Piezoactuators in space instrumentation Space borne instrumentation is necessary for observing distant universe objects and monitoring the environment on Earth. The development of larger instruments that are able to achieve higher resolution at the diffraction limit is driven by the demand for imaging of a higher quality. In order to meet this demand, observatories with comparable stowed volumes must be larger and more capable. Using segmented aperture telescopes, which necessitate the precise positioning of their optical elements in relation to one another, is one method for achieving this. Other times, instruments without segmented apertures may also need their focal plane assembly or other intermediate optical path elements to be activated. Deformable mirrors and fast steering mirrors are two examples of these latter components [1].
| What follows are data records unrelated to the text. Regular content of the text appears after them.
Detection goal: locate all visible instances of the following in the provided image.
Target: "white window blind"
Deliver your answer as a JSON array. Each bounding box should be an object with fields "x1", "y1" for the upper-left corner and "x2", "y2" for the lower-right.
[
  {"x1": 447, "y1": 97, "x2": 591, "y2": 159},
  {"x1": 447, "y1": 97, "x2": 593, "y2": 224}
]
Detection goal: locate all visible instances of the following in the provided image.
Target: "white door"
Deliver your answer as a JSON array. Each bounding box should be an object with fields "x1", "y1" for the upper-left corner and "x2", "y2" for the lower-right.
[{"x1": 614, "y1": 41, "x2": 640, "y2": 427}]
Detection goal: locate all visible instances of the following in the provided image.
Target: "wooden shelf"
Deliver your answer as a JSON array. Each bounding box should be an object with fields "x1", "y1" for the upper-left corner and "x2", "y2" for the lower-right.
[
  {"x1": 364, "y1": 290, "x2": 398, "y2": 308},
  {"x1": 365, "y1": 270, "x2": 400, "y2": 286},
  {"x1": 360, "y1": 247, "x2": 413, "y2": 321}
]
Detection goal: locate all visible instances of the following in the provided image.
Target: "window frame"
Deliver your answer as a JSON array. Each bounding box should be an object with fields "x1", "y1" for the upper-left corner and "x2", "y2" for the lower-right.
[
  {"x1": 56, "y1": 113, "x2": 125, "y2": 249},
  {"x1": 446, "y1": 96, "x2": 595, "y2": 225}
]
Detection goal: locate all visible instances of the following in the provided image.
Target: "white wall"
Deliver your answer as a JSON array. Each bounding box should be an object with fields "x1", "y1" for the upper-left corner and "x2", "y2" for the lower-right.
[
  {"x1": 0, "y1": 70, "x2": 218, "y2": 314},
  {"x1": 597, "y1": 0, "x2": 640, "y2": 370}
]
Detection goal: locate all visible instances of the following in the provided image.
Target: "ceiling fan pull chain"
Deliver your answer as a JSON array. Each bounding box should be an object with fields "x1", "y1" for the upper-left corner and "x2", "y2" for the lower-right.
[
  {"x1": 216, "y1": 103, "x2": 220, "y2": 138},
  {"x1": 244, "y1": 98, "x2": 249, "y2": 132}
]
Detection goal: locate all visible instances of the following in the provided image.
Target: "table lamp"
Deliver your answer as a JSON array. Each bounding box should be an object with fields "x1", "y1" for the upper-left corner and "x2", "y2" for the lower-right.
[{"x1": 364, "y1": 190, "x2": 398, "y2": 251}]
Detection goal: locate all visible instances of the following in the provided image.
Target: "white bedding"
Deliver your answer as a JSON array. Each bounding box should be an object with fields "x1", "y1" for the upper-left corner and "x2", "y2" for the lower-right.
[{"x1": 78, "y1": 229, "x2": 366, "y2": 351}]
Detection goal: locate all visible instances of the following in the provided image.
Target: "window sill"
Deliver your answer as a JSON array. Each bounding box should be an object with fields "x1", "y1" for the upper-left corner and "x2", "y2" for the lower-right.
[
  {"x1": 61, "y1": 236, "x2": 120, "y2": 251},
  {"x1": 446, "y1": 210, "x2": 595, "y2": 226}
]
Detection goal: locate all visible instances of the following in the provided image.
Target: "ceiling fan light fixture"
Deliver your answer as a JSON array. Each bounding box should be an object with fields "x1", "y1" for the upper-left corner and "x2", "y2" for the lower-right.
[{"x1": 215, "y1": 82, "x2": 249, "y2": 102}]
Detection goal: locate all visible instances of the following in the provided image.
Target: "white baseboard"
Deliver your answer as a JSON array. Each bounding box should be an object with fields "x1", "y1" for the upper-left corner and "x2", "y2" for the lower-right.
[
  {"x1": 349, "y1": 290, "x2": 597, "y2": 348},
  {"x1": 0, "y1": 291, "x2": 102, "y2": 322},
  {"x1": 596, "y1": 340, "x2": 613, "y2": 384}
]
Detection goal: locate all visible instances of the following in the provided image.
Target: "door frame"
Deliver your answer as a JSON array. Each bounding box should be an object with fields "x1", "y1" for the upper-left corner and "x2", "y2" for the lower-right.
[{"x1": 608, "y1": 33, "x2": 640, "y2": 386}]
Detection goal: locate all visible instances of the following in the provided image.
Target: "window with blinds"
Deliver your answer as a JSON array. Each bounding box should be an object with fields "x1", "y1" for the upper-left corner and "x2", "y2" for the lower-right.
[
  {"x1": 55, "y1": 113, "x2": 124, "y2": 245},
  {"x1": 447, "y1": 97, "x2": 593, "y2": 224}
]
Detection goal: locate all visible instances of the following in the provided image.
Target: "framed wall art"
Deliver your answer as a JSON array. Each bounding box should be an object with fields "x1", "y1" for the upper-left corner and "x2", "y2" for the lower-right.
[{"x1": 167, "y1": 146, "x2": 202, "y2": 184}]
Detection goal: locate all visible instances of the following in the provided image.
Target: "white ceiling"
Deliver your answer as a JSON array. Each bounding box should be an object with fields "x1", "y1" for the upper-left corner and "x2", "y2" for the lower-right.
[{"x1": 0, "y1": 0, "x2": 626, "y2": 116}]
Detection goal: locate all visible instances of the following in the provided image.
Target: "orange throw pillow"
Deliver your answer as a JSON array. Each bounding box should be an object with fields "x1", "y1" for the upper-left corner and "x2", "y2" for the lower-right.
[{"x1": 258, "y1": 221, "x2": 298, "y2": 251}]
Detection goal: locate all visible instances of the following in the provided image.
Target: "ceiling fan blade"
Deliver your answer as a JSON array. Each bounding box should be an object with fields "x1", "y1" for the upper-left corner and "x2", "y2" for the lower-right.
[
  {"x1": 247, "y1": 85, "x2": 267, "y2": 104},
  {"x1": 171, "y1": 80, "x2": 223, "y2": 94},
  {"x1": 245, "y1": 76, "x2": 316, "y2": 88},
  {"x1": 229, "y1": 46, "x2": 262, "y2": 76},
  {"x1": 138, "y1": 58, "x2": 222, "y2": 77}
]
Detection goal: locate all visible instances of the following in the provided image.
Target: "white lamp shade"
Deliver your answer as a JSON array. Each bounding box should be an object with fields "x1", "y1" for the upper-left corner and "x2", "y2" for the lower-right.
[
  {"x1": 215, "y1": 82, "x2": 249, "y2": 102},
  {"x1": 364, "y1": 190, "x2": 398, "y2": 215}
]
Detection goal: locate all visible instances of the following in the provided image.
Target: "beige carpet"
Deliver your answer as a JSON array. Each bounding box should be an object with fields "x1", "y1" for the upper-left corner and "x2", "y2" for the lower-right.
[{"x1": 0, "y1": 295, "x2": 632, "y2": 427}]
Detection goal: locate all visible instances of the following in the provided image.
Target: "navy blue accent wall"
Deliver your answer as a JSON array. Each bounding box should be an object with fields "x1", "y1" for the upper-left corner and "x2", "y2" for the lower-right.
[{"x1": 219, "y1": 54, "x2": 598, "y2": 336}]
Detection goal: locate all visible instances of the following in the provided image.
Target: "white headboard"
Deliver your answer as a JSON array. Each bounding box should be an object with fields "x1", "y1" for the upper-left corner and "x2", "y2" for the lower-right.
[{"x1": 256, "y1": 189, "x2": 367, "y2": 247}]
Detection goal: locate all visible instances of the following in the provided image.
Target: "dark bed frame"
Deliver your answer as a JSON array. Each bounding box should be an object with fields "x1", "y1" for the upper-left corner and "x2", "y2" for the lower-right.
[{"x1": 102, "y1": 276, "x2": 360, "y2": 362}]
In order to meet misalignment requirements, advanced future space observatories will incorporate numerous active optical elements whose actuation must be extremely precise. In the past, the stepper motor in conjunction with a reduction gearbox and flexure amplifier was the technology of choice for instruments like the James Webb Space Telescope (JWST). Pre-stressed piezoelectric actuators may power some of these actuation stages in current and future instruments due to their simpler mechanical properties, high stiffness, rapid response, and high repeatability. These materials warm up due to losses that occur when they convert electrical power into motion during repetitive operation—a phenomenon known as self-heating. From a control perspective, piezoelectric actuators have complex behaviour that is characterized by strong field-polarization hysteresis. Additionally, creep and saturation can occur in piezoelectric materials. All things considered, piezoelectric actuators are fit for arriving at goals in the request for one nanometre, gave exact control can be planned. The drive and control of these actuators can be achieved using a variety of methods, as described in the literature [2].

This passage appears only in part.